The analysis of distributions is fundamental in machine learning and statistics, and many algorithms in these fields rely on information theoretic approaches such as entropy, mutual information, or KullbackβLeibler divergence. However, to estimate these quantities, one must first either perform density estimation, or employ sophisticated space-partitioning/bias-correction strategies which are typically infeasible for high-dimensional data. Commonly, methods for modeling complex distributions rely on parametric assumptions that may be unfounded or computationally challenging (e.g. Gaussian mixture models), while nonparametric methods like kernel density estimation (Note: the smoothing kernels in this context have a different interpretation than the kernels discussed here) or characteristic function representation (via the Fourier transform of the distribution) break down in high-dimensional settings.
Methods based on the kernel embedding of distributions sidestep these problems and also possess the following advantages:
- Data may be modeled without restrictive assumptions about the form of the distributions and relationships between variables
- Intermediate density estimation is not needed
- Practitioners may specify the properties of a distribution most relevant for their problem (incorporating prior knowledge via choice of the kernel)

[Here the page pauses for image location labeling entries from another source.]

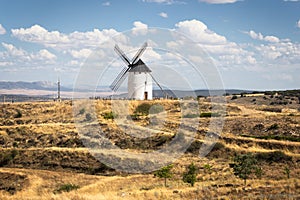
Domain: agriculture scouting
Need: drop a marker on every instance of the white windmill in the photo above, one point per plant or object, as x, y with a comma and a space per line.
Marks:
139, 76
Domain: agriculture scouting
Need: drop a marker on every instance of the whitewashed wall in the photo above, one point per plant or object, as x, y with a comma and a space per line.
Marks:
137, 87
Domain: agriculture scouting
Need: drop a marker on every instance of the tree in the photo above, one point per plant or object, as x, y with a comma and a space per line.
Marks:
190, 176
165, 173
244, 165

- If a characteristic kernel is used, then the embedding can uniquely preserve all information about a distribution, while thanks to the kernel trick, computations on the potentially infinite-dimensional RKHS can be implemented in practice as simple Gram matrix operations
- Dimensionality-independent rates of convergence for the empirical kernel mean (estimated using samples from the distribution) to the kernel embedding of the true underlying distribution can be proven.

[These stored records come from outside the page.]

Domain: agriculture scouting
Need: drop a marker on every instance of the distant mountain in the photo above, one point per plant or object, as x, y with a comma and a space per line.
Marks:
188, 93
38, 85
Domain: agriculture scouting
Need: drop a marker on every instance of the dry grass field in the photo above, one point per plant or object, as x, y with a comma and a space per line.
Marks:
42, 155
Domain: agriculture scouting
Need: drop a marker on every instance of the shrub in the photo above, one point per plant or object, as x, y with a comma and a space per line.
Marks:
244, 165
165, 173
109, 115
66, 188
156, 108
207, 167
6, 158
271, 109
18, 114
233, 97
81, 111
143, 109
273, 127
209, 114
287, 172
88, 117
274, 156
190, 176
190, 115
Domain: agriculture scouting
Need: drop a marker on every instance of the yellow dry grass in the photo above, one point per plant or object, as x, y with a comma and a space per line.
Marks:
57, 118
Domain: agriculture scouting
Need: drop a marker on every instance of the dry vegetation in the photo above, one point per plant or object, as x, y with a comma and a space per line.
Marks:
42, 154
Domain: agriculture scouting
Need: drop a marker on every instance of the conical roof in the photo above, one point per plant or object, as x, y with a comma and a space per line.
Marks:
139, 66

- Learning algorithms based on this framework exhibit good generalization ability and finite sample convergence, while often being simpler and more effective than information theoretic methods
Thus, learning via the kernel embedding of distributions offers a principled drop-in replacement for information theoretic approaches and is a framework which not only subsumes many popular methods in machine learning and statistics as special cases, but also can lead to entirely new learning algorithms.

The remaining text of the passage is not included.